You mean you don't get a dividend but you do get the shares?"
"No, I don't get anything."
As for the mortgage wars, she readily admits they made a mistake. While their major competitors were cutting rates to the bone to win more customers, Westpac stood on the sidelines. At the time, Sherry admits, she did not realise just how price-sensitive the New Zealand market is. The misjudgment cost Westpac dearly. Although the policy was hastily reversed, the bank took a big drop in mortgage sales. It took several years to recover.

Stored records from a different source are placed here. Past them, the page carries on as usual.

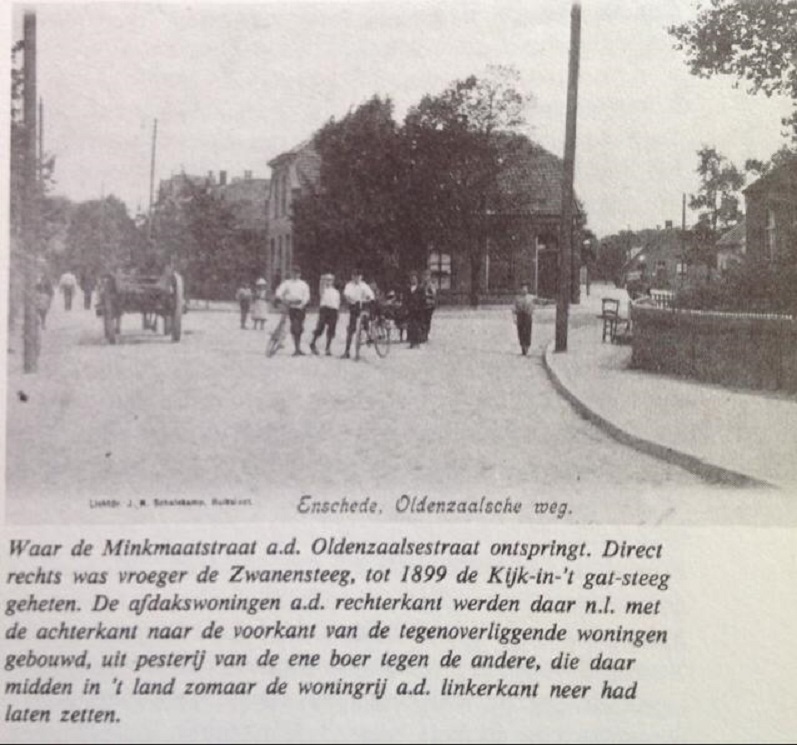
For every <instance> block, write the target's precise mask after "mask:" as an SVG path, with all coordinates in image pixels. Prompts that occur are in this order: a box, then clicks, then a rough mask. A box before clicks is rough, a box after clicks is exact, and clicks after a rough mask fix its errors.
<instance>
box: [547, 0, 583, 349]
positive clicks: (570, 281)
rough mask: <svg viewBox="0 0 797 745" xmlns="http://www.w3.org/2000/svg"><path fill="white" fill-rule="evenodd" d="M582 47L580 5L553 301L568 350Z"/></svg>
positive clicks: (570, 12)
mask: <svg viewBox="0 0 797 745" xmlns="http://www.w3.org/2000/svg"><path fill="white" fill-rule="evenodd" d="M580 47H581V5H580V3H578V2H576V3H573V7H572V9H571V11H570V64H569V70H568V80H567V120H566V124H565V159H564V181H563V184H562V229H561V245H560V247H559V297H558V299H557V303H556V343H555V346H554V350H555V351H556V352H566V351H567V320H568V312H569V307H570V297H571V285H572V281H573V276H572V275H573V269H572V265H573V259H572V257H573V179H574V174H575V163H576V114H577V111H578V64H579V54H580Z"/></svg>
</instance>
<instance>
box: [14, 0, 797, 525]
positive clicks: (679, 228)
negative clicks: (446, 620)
mask: <svg viewBox="0 0 797 745" xmlns="http://www.w3.org/2000/svg"><path fill="white" fill-rule="evenodd" d="M795 29H797V3H795V2H792V1H789V2H774V1H773V2H759V3H747V2H744V1H743V0H711V1H710V2H708V1H702V2H698V1H696V0H679V1H678V2H667V3H661V2H643V3H639V2H635V1H634V0H595V1H594V2H585V3H583V4H579V3H572V4H571V3H566V2H560V1H559V0H534V1H533V2H520V1H519V0H499V1H498V2H481V1H478V0H475V1H473V2H450V1H449V0H439V1H437V0H436V1H433V2H419V3H400V2H376V1H374V2H345V1H340V2H324V3H309V2H307V3H305V2H299V3H277V2H273V3H263V4H245V5H235V4H227V3H224V4H220V3H205V2H201V3H199V2H197V3H183V4H177V3H168V4H161V5H159V4H143V3H142V4H139V3H118V4H117V3H112V2H100V3H91V4H80V3H74V4H73V3H55V4H41V5H39V4H35V3H31V4H18V5H14V6H13V9H12V19H11V23H10V31H11V35H10V39H9V40H8V43H9V45H10V49H7V54H6V57H7V58H8V60H9V63H10V77H11V85H10V89H9V90H10V96H11V100H10V122H9V126H10V137H9V139H8V140H7V141H8V143H9V145H8V147H9V152H8V161H7V162H8V166H9V170H10V178H9V184H10V194H9V199H8V204H9V211H8V214H9V224H8V226H7V230H8V232H7V235H8V243H7V245H8V247H9V250H8V252H7V254H8V262H7V270H8V282H7V288H8V295H7V312H8V316H7V343H6V348H7V354H6V435H5V436H6V440H5V516H6V518H5V519H6V522H7V523H9V524H59V523H63V524H67V523H87V522H96V523H110V524H114V523H120V524H127V523H148V522H164V523H171V522H245V521H249V520H262V519H297V520H298V519H303V518H304V517H306V516H311V517H313V518H320V519H338V518H339V517H340V515H342V514H344V513H350V514H354V515H369V516H373V517H374V518H375V519H385V520H387V519H392V520H405V519H407V520H409V519H412V520H426V521H428V520H445V519H454V520H499V521H500V520H521V521H530V522H531V521H537V522H556V521H563V522H572V523H580V524H585V523H598V524H601V523H624V524H688V525H692V524H694V525H702V524H709V525H715V524H749V525H794V524H796V523H797V321H796V320H795V318H796V317H797V113H795V112H796V110H795V102H797V68H796V67H795V57H794V54H793V52H792V50H793V49H794V48H795V45H797V36H796V34H797V32H796V31H795Z"/></svg>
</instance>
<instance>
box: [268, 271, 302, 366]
mask: <svg viewBox="0 0 797 745" xmlns="http://www.w3.org/2000/svg"><path fill="white" fill-rule="evenodd" d="M275 297H276V298H277V299H278V300H279V301H280V302H281V303H284V304H285V305H286V306H287V308H288V317H289V318H290V321H291V336H292V337H293V346H294V352H293V356H294V357H302V356H304V352H302V349H301V341H302V332H303V331H304V315H305V309H306V308H307V304H308V303H309V302H310V286H309V285H308V284H307V282H305V281H304V280H303V279H302V271H301V269H299V267H298V266H295V267H293V268H292V269H291V277H290V279H286V280H284V281H283V282H282V283H281V284H280V286H279V287H278V288H277V292H276V293H275Z"/></svg>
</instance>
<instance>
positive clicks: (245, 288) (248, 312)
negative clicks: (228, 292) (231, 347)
mask: <svg viewBox="0 0 797 745" xmlns="http://www.w3.org/2000/svg"><path fill="white" fill-rule="evenodd" d="M235 299H236V300H237V301H238V306H239V307H240V309H241V328H242V329H245V328H246V319H247V318H248V317H249V308H251V306H252V291H251V290H250V289H249V288H248V287H247V286H246V285H245V284H242V285H241V286H240V287H239V288H238V292H236V293H235Z"/></svg>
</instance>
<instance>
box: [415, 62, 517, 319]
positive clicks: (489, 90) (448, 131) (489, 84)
mask: <svg viewBox="0 0 797 745" xmlns="http://www.w3.org/2000/svg"><path fill="white" fill-rule="evenodd" d="M518 82H519V74H518V73H517V71H516V70H514V69H512V68H506V67H491V68H488V70H487V72H486V74H484V75H483V76H482V77H477V76H475V75H471V76H469V77H467V78H465V79H463V80H457V81H454V82H453V83H452V84H451V85H449V87H448V88H446V89H445V90H444V91H443V92H442V93H440V94H438V95H436V96H431V95H427V96H424V98H423V99H422V100H421V102H420V103H419V104H418V105H417V106H416V107H414V108H413V109H411V110H410V112H409V113H408V115H407V117H406V120H405V126H404V136H405V138H406V139H407V141H408V143H409V147H410V152H411V156H410V161H409V172H408V182H409V184H410V189H411V191H412V193H413V194H414V196H415V199H414V209H413V212H414V215H415V221H416V223H415V224H416V227H417V233H418V234H419V236H422V239H426V240H427V241H428V242H429V243H431V242H434V240H435V239H437V240H439V239H441V238H442V240H443V241H444V242H445V243H447V244H448V245H449V246H453V247H455V248H459V250H461V251H463V252H464V253H465V254H466V256H467V258H468V262H469V264H470V276H471V287H470V300H471V304H472V305H477V304H478V302H479V295H480V291H481V276H482V273H483V272H482V269H483V265H484V257H485V255H486V253H487V240H488V236H489V232H490V224H491V222H493V221H494V215H496V214H498V213H500V212H501V211H502V207H503V205H502V199H503V196H504V193H503V191H502V190H501V189H500V188H499V175H500V173H501V169H502V167H503V164H504V162H505V159H507V158H508V157H511V154H510V153H508V152H507V150H508V149H511V148H512V147H513V146H514V145H515V144H516V141H515V140H513V139H511V138H509V139H508V138H506V137H505V136H503V135H505V134H506V133H508V132H511V131H513V130H516V129H517V128H518V127H520V125H522V124H523V122H524V116H523V114H524V106H525V104H526V101H527V97H525V96H524V95H523V94H522V93H520V92H519V91H518V89H517V85H518ZM419 248H422V249H423V250H425V248H426V246H422V247H421V246H419Z"/></svg>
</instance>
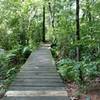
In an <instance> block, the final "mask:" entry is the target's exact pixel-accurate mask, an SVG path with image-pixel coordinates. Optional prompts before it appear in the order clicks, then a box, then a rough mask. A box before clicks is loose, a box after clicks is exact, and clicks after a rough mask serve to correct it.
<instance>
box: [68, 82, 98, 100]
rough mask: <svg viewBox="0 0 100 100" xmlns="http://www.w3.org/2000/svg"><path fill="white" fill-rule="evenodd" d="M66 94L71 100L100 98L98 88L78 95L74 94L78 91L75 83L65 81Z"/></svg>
mask: <svg viewBox="0 0 100 100" xmlns="http://www.w3.org/2000/svg"><path fill="white" fill-rule="evenodd" d="M66 84H67V91H68V95H69V96H70V97H71V99H72V100H100V89H93V90H91V91H89V92H87V93H86V94H81V95H80V97H78V96H76V95H77V94H78V93H79V88H78V86H77V85H76V84H75V83H66Z"/></svg>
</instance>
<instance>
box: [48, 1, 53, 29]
mask: <svg viewBox="0 0 100 100" xmlns="http://www.w3.org/2000/svg"><path fill="white" fill-rule="evenodd" d="M53 10H54V5H53ZM49 12H50V15H51V20H52V28H53V29H54V11H52V7H51V3H50V2H49Z"/></svg>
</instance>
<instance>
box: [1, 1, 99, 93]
mask: <svg viewBox="0 0 100 100" xmlns="http://www.w3.org/2000/svg"><path fill="white" fill-rule="evenodd" d="M99 9H100V0H0V48H1V49H2V50H1V51H4V52H2V53H0V80H1V81H0V83H1V85H0V89H1V92H4V91H5V89H6V88H5V84H6V86H8V85H9V83H10V82H11V81H12V79H13V78H14V76H15V73H16V72H18V70H19V69H20V66H21V65H22V64H23V63H24V62H25V61H26V59H27V58H28V56H29V55H30V53H31V51H32V50H35V49H36V48H37V47H38V46H39V44H40V43H41V42H50V43H51V51H52V54H53V56H54V58H55V59H56V61H57V66H58V67H57V68H58V71H59V73H60V74H61V75H62V77H63V78H64V80H67V81H68V82H69V81H71V82H75V83H76V84H78V86H79V87H80V88H81V89H82V90H84V89H85V90H87V86H88V85H89V84H90V83H91V82H93V81H94V80H96V79H97V78H99V77H100V76H99V75H100V10H99ZM90 88H91V86H90Z"/></svg>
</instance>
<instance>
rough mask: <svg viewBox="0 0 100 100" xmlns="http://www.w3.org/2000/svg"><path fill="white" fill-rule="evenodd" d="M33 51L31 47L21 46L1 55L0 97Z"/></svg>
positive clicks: (9, 84)
mask: <svg viewBox="0 0 100 100" xmlns="http://www.w3.org/2000/svg"><path fill="white" fill-rule="evenodd" d="M31 52H32V50H31V49H30V48H29V47H23V46H20V47H18V48H15V49H13V50H11V51H7V52H5V53H4V54H1V55H0V97H3V95H4V94H5V92H6V91H7V89H8V87H9V85H10V84H11V83H12V81H13V80H14V79H15V77H16V73H17V72H18V71H19V70H20V67H21V66H22V65H23V64H24V63H25V61H26V60H27V58H28V57H29V55H30V54H31Z"/></svg>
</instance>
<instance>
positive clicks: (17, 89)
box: [3, 46, 69, 100]
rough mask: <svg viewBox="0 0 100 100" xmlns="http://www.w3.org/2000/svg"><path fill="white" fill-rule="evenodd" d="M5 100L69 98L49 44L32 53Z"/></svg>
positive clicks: (63, 98)
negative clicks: (49, 48) (51, 54)
mask: <svg viewBox="0 0 100 100" xmlns="http://www.w3.org/2000/svg"><path fill="white" fill-rule="evenodd" d="M3 100H69V99H68V95H67V92H66V90H65V86H64V83H63V81H62V80H61V78H60V76H59V74H58V73H57V70H56V66H55V62H54V60H53V57H52V55H51V52H50V50H49V48H48V47H47V46H42V47H41V48H39V49H38V50H37V51H36V52H34V53H32V54H31V55H30V57H29V58H28V60H27V62H26V63H25V64H24V65H23V66H22V69H21V70H20V72H19V73H18V75H17V77H16V80H15V81H14V82H13V83H12V85H11V86H10V88H9V91H8V92H7V93H6V95H5V97H4V98H3Z"/></svg>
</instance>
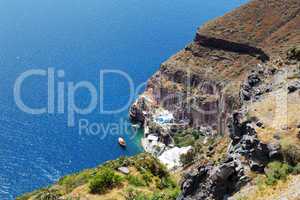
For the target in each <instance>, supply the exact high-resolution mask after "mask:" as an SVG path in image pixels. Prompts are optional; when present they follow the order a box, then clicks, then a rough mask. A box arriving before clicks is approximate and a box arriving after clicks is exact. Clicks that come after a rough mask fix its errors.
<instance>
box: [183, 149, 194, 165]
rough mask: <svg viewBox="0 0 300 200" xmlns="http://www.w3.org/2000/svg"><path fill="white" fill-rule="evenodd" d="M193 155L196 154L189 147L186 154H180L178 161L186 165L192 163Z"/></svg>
mask: <svg viewBox="0 0 300 200" xmlns="http://www.w3.org/2000/svg"><path fill="white" fill-rule="evenodd" d="M195 156H196V154H195V150H194V149H191V150H189V151H188V152H187V153H186V154H182V155H180V162H181V163H182V164H183V165H188V164H190V163H192V162H193V161H194V159H195Z"/></svg>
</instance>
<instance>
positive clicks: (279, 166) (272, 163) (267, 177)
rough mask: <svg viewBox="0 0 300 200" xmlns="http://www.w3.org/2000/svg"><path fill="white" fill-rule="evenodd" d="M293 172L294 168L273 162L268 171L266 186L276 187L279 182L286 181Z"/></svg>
mask: <svg viewBox="0 0 300 200" xmlns="http://www.w3.org/2000/svg"><path fill="white" fill-rule="evenodd" d="M291 172H293V168H292V167H291V166H289V165H288V164H286V163H281V162H278V161H275V162H271V163H269V164H268V167H267V170H266V176H267V180H266V184H267V185H275V184H276V183H277V182H278V181H279V180H286V178H287V176H288V175H289V174H290V173H291Z"/></svg>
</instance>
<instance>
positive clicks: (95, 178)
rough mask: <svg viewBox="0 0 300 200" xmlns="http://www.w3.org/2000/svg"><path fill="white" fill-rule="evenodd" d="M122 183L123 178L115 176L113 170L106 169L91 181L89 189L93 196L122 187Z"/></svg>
mask: <svg viewBox="0 0 300 200" xmlns="http://www.w3.org/2000/svg"><path fill="white" fill-rule="evenodd" d="M121 182H122V178H121V176H119V175H117V174H115V172H114V171H113V170H111V169H109V168H106V167H104V168H102V169H101V170H100V171H99V172H98V173H97V174H96V175H95V176H94V177H93V178H92V179H91V181H90V183H89V189H90V192H91V193H93V194H101V193H105V192H106V191H107V190H108V189H112V188H114V187H116V186H118V185H120V184H121Z"/></svg>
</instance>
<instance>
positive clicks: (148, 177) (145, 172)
mask: <svg viewBox="0 0 300 200" xmlns="http://www.w3.org/2000/svg"><path fill="white" fill-rule="evenodd" d="M141 174H142V178H143V180H144V181H145V183H146V184H147V185H149V184H150V183H151V182H152V178H153V175H152V174H151V173H150V172H148V171H145V172H142V173H141Z"/></svg>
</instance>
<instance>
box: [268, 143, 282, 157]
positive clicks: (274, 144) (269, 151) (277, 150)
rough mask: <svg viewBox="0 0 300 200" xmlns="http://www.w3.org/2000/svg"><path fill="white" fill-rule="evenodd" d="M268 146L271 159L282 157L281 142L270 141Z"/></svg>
mask: <svg viewBox="0 0 300 200" xmlns="http://www.w3.org/2000/svg"><path fill="white" fill-rule="evenodd" d="M267 146H268V149H269V158H270V159H271V160H274V159H280V158H281V156H282V155H281V146H280V144H279V143H270V144H268V145H267Z"/></svg>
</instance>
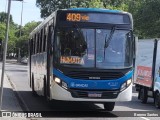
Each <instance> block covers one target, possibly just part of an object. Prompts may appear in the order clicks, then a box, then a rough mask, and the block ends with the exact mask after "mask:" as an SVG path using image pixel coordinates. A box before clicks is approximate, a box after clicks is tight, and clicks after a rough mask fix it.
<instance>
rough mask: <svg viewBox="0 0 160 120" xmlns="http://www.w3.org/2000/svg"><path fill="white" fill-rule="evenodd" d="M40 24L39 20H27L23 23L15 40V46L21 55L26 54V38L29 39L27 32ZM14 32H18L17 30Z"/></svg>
mask: <svg viewBox="0 0 160 120" xmlns="http://www.w3.org/2000/svg"><path fill="white" fill-rule="evenodd" d="M39 24H40V22H35V21H32V22H28V23H27V24H25V26H24V27H23V28H22V36H21V37H19V38H18V39H17V41H16V46H15V47H16V48H17V49H18V48H20V49H21V56H22V57H23V56H27V53H28V40H29V34H30V33H31V32H32V31H33V30H34V29H35V27H37V26H38V25H39ZM16 34H19V30H17V32H16Z"/></svg>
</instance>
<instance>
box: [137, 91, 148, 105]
mask: <svg viewBox="0 0 160 120" xmlns="http://www.w3.org/2000/svg"><path fill="white" fill-rule="evenodd" d="M147 92H148V91H147V89H146V88H141V89H140V91H139V99H140V100H141V102H142V103H147V99H148V95H147Z"/></svg>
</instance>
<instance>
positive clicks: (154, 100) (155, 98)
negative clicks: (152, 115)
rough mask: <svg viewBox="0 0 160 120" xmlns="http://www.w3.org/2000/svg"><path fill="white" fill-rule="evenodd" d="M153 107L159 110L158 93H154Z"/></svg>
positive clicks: (157, 92)
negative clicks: (154, 96)
mask: <svg viewBox="0 0 160 120" xmlns="http://www.w3.org/2000/svg"><path fill="white" fill-rule="evenodd" d="M154 105H155V107H156V108H160V93H158V92H157V93H155V97H154Z"/></svg>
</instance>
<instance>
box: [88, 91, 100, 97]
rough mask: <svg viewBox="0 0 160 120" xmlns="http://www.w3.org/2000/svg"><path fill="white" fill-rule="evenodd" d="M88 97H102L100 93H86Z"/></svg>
mask: <svg viewBox="0 0 160 120" xmlns="http://www.w3.org/2000/svg"><path fill="white" fill-rule="evenodd" d="M88 97H92V98H100V97H102V93H96V92H89V93H88Z"/></svg>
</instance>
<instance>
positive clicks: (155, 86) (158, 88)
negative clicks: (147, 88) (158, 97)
mask: <svg viewBox="0 0 160 120" xmlns="http://www.w3.org/2000/svg"><path fill="white" fill-rule="evenodd" d="M154 91H158V92H159V93H160V41H158V45H157V55H156V65H155V79H154Z"/></svg>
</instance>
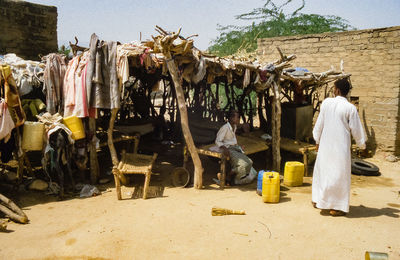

It is this stumble, say banking analysts, that may have upset Sherry's chances of going back to the top job at Westpac Australia when David Morgan retires at the end of the year. Indeed, one rumour suggests she was fired.
"Hah, no!" yelps Henry Ford, Westpac's general manager of consumer banking. "I haven't heard it and I wouldn't entertain it if I had. If she'd been fired she certainly wouldn't have had a leading hand in choosing the next CEO. She wouldn't have announced her departure six months before she left, she wouldn't be a significant part of the transition process - and she certainly wouldn't be going back to Westpac in Australia."
Why did Sherry take the job in New Zealand in the first place? "Plenty of challenges," she says with a gleam in her eyes. Westpac wasn't doing that well, it had issues with the regulators, was moving head office from Wellington to Auckland. She loves the idea of living and working in different countries - and her family responsibilities would have prevented her moving too far.
"There's a lot of learning, energy, excitement - though a lot of my colleagues didn't think that about New Zealand but ... " another huge laugh. And although people questioned her endlessly about the move to what they called "Starship New Zealand", she is glad she did it. "I said I loved going to the land run by women."
She leaves more women on the Westpac executive (three out of seven including her). A quarter of senior management and 60 per cent of all management are women. The bank itself has moved from being one of the two least-satisfactory banks in the country (with ANZ) to our overall favourite bank/financial provider (with ASB).
She remains on the Australian/New Zealand leadership Forum and VISA Asia Pacific, but she will "unfortunately" leave her roles with The New Zealand Institute and as chair of the Sir Peter Blake Trust which she helped set up.
Her new role with Westpac will be announced in the next couple of weeks.
However, it is Nick who dictates where, and for how long, Sherry works: where her huge energy is spent. One week at a health farm "to detox" and she will take up her responsibilities again.
"You do what you do, but it doesn't mean you give up your life."